18 abril 2006

Curta sociologia das cidades moçambicanas

As cidades moçambicanas, por exemplo, são uma subversão permanente dessa visão1. De facto, elas são constantemente ruralizadas 2, com reagrupamentos simbólicos e mestiçados abundantes, numa cultura de bricolagem ainda mal conhecida. É nelas onde os actores estão num vaivém incessante e contraditório entre o mundo de fora e o mundo de dentro: os meios de comunicação e o cosmopolitismo urbano tornam-nos cidadãos do planeta e dos seus heróis, mas a procura de pontos de referência e as dificuldades de sobrevivência social fá-los reciclar e re-interpretar a região de origem, recriar a solidariedade étnica (o "somos todos primos" dos mercados e dos comes-e-bebes informais, por exemplo) e reciclar os heróis epónimos 3. Estão cada vez mais na economia-mundo sem poderem abandonar a economia local e vice-versa: é este o seu double bind. Quanto mais dificuldades sociais no mundo de fora, mais estreitos os laços e as fronteiras do mundo de dentro. Se por um lado não existem já verdadeiramente nem tradição nem modernidade, por outro vai-se àquela para a modernizar e a esta para a tradicionalizar consoante os momentos, os processos e as cristas das tensões sociais. Esgrime-se a etnicidade quando estão em causa os recursos de poder locais, o racismo defensivo quando estão em causa os recursos de poder dos estrangeiros. O presente é encarado pelos olhos do passado, o passado pelos olhos do presente. A aspirina casa-se com a efusão do curandeiro. Este é, afinal, um mundo mestiço de entre-dois, um mundo anfibológico, fractal, um mundo onde o mesmo e a diferença são permanentemente canibalizados e reestruturados.

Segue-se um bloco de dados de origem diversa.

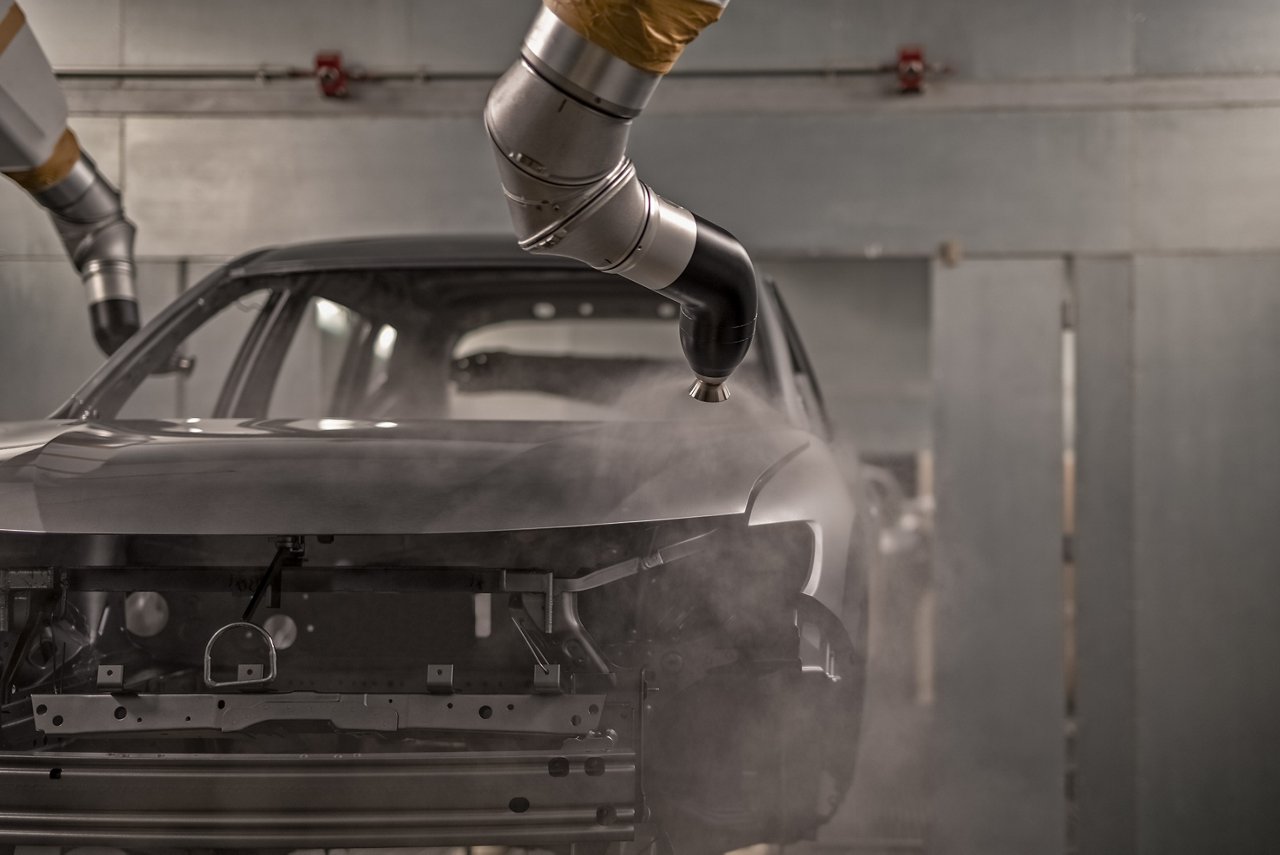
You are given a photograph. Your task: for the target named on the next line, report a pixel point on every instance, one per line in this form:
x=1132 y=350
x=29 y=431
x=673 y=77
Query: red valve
x=332 y=76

1 Mas o campo também: um exemplo é a penetração crescente dos estilos musicais do tipo beat, rap ou zook, juntamente com a Coca-Cola. É hoje frequente vermos crianças sub-nutridas bebendo Coca-Cola.
2 Por isso é falsa a visão tradicional campo/cidade. Mesmo os quintais das casas de alvenaria e os descampados das cidades são aproveitados para a produção de milho e de mandioca, sendo lavrados pelas mulheres com a pequena enxada curta campesina.
3 Os grupos de "crianças da rua" (expressão corrente nas cidades), rapazes e raparigas, que pululam um bocado por todo o lado, erigem como seus heróis e seus locais de habitação nomes como Rambo, Charles Taylor e Tchetchenia, por exemplo.